Glo1 is over-expressed in various cancers. This result might be because cancer cells, which have high glycolytic rates, acquire adaptations to the elevated cellular MG stress for survival. Warburg originally reported that aerobic glycolysis increased in tumors (Warburg 1923). Tumors with high glycolytic rates are often accompanied by the increased formation of MG, which requires increased Glo1 for its detoxification (Thornalley and Rabbani 2011).
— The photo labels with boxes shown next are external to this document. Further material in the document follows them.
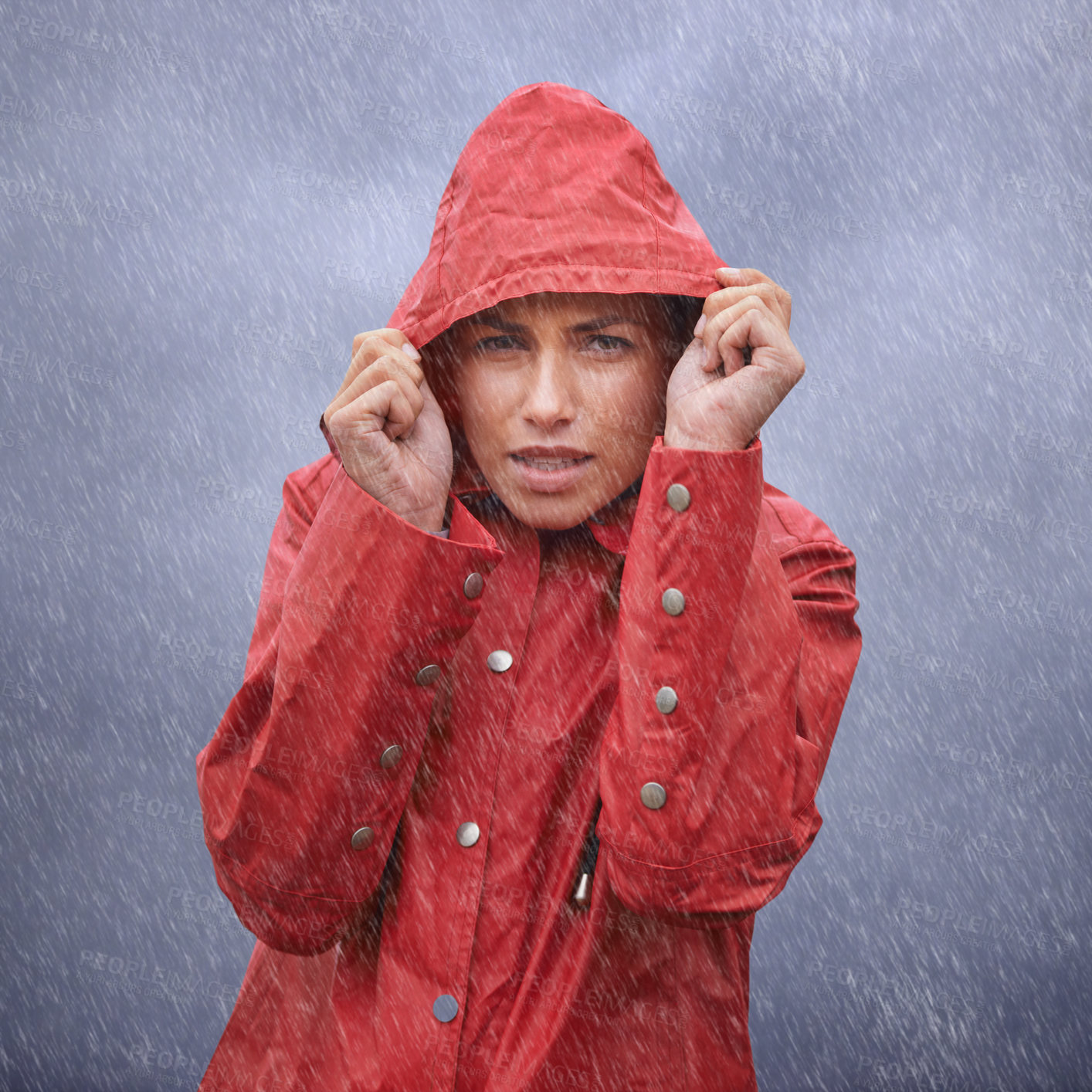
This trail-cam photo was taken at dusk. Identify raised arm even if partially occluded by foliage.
[197,459,502,955]
[599,430,860,928]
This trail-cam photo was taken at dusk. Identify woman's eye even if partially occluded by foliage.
[591,334,632,353]
[474,334,517,351]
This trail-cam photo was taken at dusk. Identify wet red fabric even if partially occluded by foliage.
[197,83,860,1092]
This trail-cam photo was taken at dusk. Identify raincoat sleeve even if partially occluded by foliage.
[597,437,860,928]
[197,460,504,955]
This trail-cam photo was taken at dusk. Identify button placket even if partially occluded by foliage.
[641,482,691,812]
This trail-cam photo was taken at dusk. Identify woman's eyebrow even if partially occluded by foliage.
[466,314,648,334]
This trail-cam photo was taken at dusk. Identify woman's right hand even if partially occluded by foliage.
[324,329,452,531]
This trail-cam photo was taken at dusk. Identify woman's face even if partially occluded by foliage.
[434,293,673,531]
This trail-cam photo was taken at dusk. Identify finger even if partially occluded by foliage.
[337,327,420,406]
[329,379,398,436]
[701,293,768,375]
[720,308,805,391]
[327,372,424,440]
[327,343,425,420]
[330,379,417,440]
[353,327,420,359]
[713,266,793,330]
[696,280,787,332]
[670,337,718,398]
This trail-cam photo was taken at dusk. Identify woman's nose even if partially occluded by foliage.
[523,351,577,429]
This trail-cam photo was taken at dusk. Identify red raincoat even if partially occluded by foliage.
[197,83,860,1092]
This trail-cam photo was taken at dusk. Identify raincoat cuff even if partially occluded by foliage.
[320,465,504,554]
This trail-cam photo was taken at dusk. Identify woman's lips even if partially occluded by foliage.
[508,456,594,493]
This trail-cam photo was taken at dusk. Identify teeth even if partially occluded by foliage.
[515,456,583,470]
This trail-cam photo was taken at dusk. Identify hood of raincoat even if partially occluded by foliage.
[378,83,727,507]
[388,83,727,346]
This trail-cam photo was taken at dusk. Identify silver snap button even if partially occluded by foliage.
[485,649,512,673]
[456,822,482,849]
[353,826,375,850]
[660,588,686,615]
[379,744,402,770]
[414,664,440,686]
[656,686,680,713]
[641,781,667,810]
[667,482,690,512]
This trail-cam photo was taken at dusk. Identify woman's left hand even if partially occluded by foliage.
[664,269,804,451]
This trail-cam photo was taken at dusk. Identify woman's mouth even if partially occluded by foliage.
[509,454,594,493]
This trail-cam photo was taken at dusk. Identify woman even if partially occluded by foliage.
[197,83,860,1092]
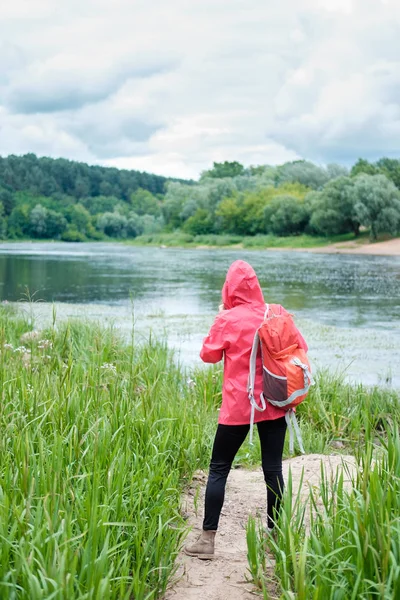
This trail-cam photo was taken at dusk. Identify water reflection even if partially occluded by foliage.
[0,244,400,329]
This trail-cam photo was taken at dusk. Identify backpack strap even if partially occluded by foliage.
[285,408,305,454]
[247,326,268,444]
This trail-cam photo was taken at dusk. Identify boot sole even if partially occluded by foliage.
[183,548,215,560]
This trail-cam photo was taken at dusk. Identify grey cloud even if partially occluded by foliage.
[6,63,174,115]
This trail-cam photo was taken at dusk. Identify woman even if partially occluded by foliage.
[184,260,307,559]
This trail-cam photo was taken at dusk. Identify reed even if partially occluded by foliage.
[0,306,218,600]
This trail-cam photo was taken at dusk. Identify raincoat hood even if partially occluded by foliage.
[222,260,264,309]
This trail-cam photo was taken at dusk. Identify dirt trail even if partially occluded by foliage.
[164,454,355,600]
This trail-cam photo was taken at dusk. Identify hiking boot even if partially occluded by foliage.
[183,530,217,560]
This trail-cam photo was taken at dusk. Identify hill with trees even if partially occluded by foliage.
[0,154,400,241]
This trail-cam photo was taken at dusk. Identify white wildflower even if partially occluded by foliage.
[14,346,30,354]
[100,363,117,375]
[38,340,53,350]
[19,330,42,343]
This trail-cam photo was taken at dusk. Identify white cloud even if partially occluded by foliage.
[0,0,400,177]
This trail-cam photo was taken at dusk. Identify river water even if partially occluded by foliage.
[0,243,400,387]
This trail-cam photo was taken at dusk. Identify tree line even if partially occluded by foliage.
[0,154,400,241]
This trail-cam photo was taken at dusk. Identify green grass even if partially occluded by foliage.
[0,305,400,600]
[126,232,368,249]
[247,381,400,600]
[0,307,219,600]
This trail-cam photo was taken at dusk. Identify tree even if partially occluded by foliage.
[306,177,360,236]
[130,188,161,217]
[126,212,144,238]
[46,209,68,239]
[183,208,214,235]
[264,195,310,236]
[275,160,329,190]
[354,174,400,240]
[29,204,47,238]
[64,202,91,235]
[350,158,381,177]
[0,187,15,216]
[215,194,243,233]
[97,212,128,238]
[8,204,30,239]
[201,160,245,179]
[376,158,400,189]
[29,204,67,239]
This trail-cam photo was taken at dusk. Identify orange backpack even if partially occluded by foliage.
[248,304,313,454]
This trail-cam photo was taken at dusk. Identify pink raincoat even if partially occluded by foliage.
[200,260,307,425]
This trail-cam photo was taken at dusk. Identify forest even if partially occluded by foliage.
[0,154,400,242]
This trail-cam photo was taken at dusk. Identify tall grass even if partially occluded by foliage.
[127,231,362,249]
[248,421,400,600]
[0,305,400,600]
[0,307,219,600]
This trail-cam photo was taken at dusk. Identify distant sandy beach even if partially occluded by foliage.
[290,238,400,256]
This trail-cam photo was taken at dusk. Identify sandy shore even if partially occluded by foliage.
[290,238,400,256]
[164,454,355,600]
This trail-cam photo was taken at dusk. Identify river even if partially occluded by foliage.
[0,242,400,387]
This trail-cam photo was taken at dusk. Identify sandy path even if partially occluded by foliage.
[165,454,354,600]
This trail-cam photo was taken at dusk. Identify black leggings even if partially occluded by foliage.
[203,417,286,531]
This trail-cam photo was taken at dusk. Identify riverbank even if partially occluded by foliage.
[129,232,400,256]
[0,232,400,256]
[0,305,400,600]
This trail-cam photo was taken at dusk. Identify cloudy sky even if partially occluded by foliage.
[0,0,400,177]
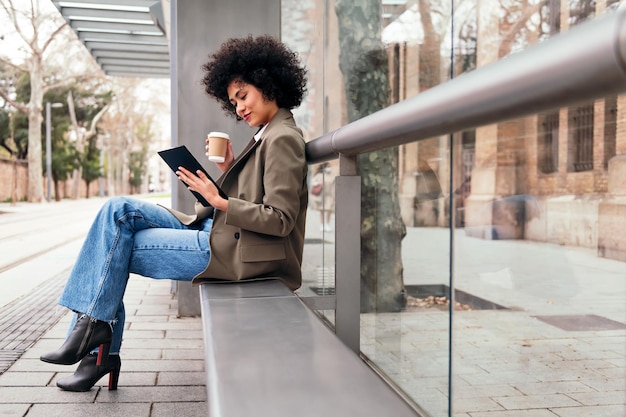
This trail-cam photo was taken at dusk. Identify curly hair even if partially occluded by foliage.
[202,35,307,119]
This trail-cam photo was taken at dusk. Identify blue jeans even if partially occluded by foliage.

HCC, a typical type of solid tumor, has long been demonstrated to have increased glycolytic rates, consistent with its elevated glucose metabolism (Ganapathy-Kanniappan et al. 2012). These results could explain why Glo1 expression was also up-regulated in HCC tissues. Our data then confirmed that Glo1 is essential for the successful proliferation of HCC cell lines because the cell growth rate was significantly hindered upon Glo1 knockdown. This result may be because the cytotoxic MG was accumulated in these cells, causing cell growth inhibition. However, over-expression of Glo1 in HCC cell lines did not affect their proliferation, suggesting that Glo1 levels in these cells are sufficient for growth in normal culture conditions. Nevertheless, these results indicated that Glo1 could be used as a potential target in HCC treatment.

Because Glo1 is permissive for tumor growth and can be linked to MDR in cancer chemotherapy, a large number of studies have focused on developing Glo1 inhibitors. There are several Glo1 inhibitors that have been reported, including S-(N-4-chlorophenyl-N-hydrocarbonyl) glutathione (CHG) (Sharkey et al. 2000), S-p-bromobenzylglutathione cyclopentyl diester (BBGD), methotrexate and polyphenol curcumin (Thornalley and Rabbani 2011). These agents are all promising inhibitors for Glo1 and their antitumor activities have been approved at least at the tumor cell line level. In our study, we discovered that Glo1 was over-expressed in HCC tissues, and cell growth was significantly inhibited with Glo1 knockdown, suggesting that Glo1 inhibitors could also be employed for HCC therapy. This finding provided us with a potential new therapeutic approach for human HCC.